Saturday, December 17, 2005

How is it that

a decade into the "information revolution" brought on by the personal computer and the Internet, there's still so much ignorance in the United States?

Friday, December 16, 2005

Has it come to this?

Are we now a nation, a culture, in which the end justifies the means? I've been watching CNN, Faux News, even the "real networks," (CBS, ABC, NBC), extolling the marvel of the voting in Iraq. Here's their message. Even though we invaded a sovereign nation without justification, murdered thousands of innocents--ours and theirs--all is subsumed, all is forgiven, by an "election" conducted by citizens who're under our occupation. Iraq, we are told, is now exercising democracy and so we of the US can be forgiven for our violations of international law and of decency.

My take on this: If we are forgiven, then so are the worst of the world's transgressions, because even Attila the Hun believed he was bringing a better world to those he conquered.

Outrage

This NYT report on Bush's secret executive order allowing warrantless wiretaps on US citizens inside the country is outrageous enough, in particular the administration's insistence that Bush has inherent power to conduct such surveillance, unchecked by the Congress. This is another example of the "9/11 changed everything" ethic that Bush has used repeatedly to justify his ongoing illegalities.
But equally outrageous is that the Times sat on the story for a year in order, it says, to conduct "additional reporting." Number one: What chickenshits! Number two: What liars! It's clear that the NYT would have sat on the story indefinitely but for the recent lies by the administration, in particular by Cheney's minions, that the federal government had no such program, as quoted in the NYT article itself. I suspect, too, that another publication was about to go public with this information, and NYT didn't want to be shown to be what it is: a craven tool of the Bushites.

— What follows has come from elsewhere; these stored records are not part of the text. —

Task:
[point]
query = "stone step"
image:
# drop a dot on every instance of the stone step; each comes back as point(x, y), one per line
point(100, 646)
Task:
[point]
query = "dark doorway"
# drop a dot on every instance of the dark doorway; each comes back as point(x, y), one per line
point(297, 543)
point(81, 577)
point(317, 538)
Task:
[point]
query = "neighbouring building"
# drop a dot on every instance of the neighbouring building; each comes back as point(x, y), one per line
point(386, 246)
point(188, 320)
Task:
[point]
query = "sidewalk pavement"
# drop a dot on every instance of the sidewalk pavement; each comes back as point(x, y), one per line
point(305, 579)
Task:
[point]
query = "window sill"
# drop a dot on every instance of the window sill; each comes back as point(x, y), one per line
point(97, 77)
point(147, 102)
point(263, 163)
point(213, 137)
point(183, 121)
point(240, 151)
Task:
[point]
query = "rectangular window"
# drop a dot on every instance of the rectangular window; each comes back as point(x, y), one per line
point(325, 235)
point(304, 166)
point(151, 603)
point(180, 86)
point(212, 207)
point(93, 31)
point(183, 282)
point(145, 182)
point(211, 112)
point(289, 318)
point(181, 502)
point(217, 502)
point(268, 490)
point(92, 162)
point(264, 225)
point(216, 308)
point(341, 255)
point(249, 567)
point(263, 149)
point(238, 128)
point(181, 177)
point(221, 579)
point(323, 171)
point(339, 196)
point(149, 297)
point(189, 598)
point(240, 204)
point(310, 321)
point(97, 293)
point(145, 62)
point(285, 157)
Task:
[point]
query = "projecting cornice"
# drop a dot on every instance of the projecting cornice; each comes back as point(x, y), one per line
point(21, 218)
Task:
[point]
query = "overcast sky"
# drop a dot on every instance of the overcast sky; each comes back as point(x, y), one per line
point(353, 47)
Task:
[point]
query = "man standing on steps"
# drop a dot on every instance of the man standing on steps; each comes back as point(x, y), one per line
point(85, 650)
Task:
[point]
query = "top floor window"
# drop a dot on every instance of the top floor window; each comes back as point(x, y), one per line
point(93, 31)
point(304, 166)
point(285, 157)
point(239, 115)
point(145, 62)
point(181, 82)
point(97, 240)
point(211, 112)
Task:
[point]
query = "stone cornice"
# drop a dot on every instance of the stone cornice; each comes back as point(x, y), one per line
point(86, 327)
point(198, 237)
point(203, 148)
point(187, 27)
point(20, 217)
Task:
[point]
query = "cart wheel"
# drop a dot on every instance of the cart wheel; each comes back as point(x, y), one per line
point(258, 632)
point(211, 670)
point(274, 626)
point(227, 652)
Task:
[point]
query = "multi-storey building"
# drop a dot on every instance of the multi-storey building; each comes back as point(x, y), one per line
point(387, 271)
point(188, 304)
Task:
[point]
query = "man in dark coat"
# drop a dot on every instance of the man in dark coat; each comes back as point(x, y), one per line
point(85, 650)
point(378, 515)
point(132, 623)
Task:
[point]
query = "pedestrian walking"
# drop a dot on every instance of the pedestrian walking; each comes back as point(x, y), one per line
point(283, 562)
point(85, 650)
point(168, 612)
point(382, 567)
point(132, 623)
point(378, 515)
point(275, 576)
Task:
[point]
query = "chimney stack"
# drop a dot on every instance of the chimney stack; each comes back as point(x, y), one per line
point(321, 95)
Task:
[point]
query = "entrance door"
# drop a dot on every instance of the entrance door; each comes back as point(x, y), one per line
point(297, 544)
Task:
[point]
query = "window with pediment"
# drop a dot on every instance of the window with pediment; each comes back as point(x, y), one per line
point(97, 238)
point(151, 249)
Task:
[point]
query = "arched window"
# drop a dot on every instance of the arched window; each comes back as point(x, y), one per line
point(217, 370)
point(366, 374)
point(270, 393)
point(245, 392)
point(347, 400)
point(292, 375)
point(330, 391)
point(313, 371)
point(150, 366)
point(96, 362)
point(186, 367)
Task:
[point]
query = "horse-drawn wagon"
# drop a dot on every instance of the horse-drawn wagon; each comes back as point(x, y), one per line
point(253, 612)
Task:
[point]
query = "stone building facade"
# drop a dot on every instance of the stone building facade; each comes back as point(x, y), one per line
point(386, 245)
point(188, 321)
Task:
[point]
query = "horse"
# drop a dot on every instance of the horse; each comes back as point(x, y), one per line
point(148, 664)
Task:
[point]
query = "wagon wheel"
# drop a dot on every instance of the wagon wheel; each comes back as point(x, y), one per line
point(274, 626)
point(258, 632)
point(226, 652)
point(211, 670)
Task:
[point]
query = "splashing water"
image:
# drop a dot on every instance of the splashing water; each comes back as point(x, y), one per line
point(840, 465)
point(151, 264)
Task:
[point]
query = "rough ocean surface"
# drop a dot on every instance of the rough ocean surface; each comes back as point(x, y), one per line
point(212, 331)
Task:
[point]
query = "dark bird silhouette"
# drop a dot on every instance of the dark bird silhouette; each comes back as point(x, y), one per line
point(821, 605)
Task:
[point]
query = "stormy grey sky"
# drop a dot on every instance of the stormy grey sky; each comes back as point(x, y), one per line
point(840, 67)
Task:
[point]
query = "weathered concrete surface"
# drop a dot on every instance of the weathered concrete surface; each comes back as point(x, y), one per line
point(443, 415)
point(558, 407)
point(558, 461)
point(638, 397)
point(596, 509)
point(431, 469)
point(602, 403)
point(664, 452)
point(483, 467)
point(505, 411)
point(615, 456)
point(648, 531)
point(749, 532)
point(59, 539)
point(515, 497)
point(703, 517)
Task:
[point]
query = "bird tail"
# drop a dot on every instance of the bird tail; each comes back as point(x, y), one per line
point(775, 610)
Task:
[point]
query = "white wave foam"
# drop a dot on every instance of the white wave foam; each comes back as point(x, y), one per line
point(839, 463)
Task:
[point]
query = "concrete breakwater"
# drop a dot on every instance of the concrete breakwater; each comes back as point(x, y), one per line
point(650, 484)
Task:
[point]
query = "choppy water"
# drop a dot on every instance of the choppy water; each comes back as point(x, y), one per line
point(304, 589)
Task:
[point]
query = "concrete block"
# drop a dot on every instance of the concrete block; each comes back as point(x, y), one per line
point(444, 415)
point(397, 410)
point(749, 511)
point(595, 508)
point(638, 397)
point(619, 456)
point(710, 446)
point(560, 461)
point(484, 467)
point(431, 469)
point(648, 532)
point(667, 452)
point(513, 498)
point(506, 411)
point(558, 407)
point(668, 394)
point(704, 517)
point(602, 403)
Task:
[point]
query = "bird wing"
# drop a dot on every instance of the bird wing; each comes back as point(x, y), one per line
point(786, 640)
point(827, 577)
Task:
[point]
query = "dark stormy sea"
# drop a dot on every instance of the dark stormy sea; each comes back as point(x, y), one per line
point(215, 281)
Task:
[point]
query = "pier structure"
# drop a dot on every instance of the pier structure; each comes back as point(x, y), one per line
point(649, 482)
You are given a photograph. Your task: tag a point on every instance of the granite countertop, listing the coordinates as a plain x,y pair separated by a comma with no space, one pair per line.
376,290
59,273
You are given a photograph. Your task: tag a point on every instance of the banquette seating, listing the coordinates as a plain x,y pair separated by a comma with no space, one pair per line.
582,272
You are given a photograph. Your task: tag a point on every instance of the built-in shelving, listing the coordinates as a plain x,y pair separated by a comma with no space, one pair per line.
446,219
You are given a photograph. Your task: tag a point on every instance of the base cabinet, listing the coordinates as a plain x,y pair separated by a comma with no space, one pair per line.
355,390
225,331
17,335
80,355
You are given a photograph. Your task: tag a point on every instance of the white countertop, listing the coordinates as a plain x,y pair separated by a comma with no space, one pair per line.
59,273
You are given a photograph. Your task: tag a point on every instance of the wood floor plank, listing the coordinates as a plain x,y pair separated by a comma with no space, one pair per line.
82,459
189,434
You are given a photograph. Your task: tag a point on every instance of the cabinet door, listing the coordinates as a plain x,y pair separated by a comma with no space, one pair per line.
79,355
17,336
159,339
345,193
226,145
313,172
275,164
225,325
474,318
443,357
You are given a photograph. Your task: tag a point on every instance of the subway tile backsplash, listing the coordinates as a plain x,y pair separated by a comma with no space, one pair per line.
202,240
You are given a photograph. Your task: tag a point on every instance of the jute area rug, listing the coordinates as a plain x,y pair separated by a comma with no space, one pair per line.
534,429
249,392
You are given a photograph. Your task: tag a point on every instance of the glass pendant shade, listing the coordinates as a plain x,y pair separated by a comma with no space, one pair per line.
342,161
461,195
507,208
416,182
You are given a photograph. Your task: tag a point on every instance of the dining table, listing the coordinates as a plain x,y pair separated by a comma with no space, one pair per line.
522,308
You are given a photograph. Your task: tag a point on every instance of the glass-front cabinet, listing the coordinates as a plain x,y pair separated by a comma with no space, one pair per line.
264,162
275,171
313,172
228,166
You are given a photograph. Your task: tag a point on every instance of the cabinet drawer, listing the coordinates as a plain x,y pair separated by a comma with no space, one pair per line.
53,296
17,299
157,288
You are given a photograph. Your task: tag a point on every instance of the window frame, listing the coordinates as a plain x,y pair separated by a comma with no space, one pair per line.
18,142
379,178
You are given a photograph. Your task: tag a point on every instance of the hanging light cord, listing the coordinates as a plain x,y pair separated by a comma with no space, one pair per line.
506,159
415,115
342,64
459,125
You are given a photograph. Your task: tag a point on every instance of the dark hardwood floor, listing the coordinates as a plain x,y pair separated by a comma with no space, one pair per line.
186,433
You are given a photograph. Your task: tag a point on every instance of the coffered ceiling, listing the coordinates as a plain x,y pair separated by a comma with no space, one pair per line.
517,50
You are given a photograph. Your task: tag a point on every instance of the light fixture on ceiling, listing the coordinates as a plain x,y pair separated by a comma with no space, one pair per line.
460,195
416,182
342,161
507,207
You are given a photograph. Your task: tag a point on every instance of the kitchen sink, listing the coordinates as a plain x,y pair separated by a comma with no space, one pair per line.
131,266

Thursday, December 15, 2005

Riverbend's take on the election

Baghdad Burning's author prefers the Allawi "list" of candidates, even though they're puppets of the US, because when you're facing death a fever is just fine.

Alarming arrogance

When Bush, back in 2003, reacted to the millions of protesters of his invasion of Iraq with a shrug, and an offhand, "I respectfully disagree," I thought he'd reached the apex of arrogance. I was wrong. For months he's refused to discuss the Plamegate case on the ground that he wouldn't comment on an ongoing criminal investigation; but today, after he was questioned about the propriety of his comment that Tom Delay was innocent of the pending charges, his press secretary simply said it was his presidential prerogative to do so.

We gotta get rid of this guy.

A prediction

It's been four-plus years since the 9/11 attacks. At the time, I viewed the attacks as "the price of empire," and in the succeeding months and years I interiorly entertained my predictions about the outcome of the resultant "war on terror," including the invasion of Iraq, that Bush initiated. I didn't announce these predictions (except for one prediction--so far wrong, it turns out--about the decline of the dollar against foreign currencies), but each of my imaginings has been on target. So now, I'll articulate a prediction, so you can hold me to it.

I predict that by the end of 2006, Iraq (and likely its neighbors Syria and Iran) will have embroiled the US in such a God-awful mess that VietNam will look like a cakewalk. In the wake of today's elections, Iraq will become fragmented, will begin to look like a "failed state," to the alarm of nearby Arab states. The schism between "insurgents" and "terrorists" in Iraq, already emerging, will widen; antagonism between Shia-dominated nations and Sunni/Wahabbi nations will increase, and the US will try to straddle all of these conflicting forces, leaving our troops targets from a hundred directions.

Those of us who opposed the war are often chided for taking pleasure in seeing US failure in Iraq. Well, to be honest, I do. I want the US public--I want the world--to learn that the Bush version of democracy (you know what I'm talking about) cannot be imposed on the world by force, and should not be because of its illegitimacy. I want the Iraq experience to result in debacle so profound that we don't ever get talked into (lied into) repeating it.

I wish thousands of US soldiers didn't have to die to make this point, and I certainly feel awful about the dead and wounded Iraqis who've been made to pay this price. But, to me, if their suffering teaches the US to become a decent nation, a true leader of a fine, loving world, the price is, if not worth it, at least worth something.

Wednesday, December 14, 2005

A perfect model of democracy

I've been reading complaints about the Iraqi election: The rapidity of the timetable for voting, plus the danger on the streets has limited campaigning to television advertisement, which are so expensive that only financially-empowered candidates can afford them, and these ads don't address substantive issues but consist merely of clever sloganeering and attacks on the opponents.

So--we've created Iraq in our own image, right?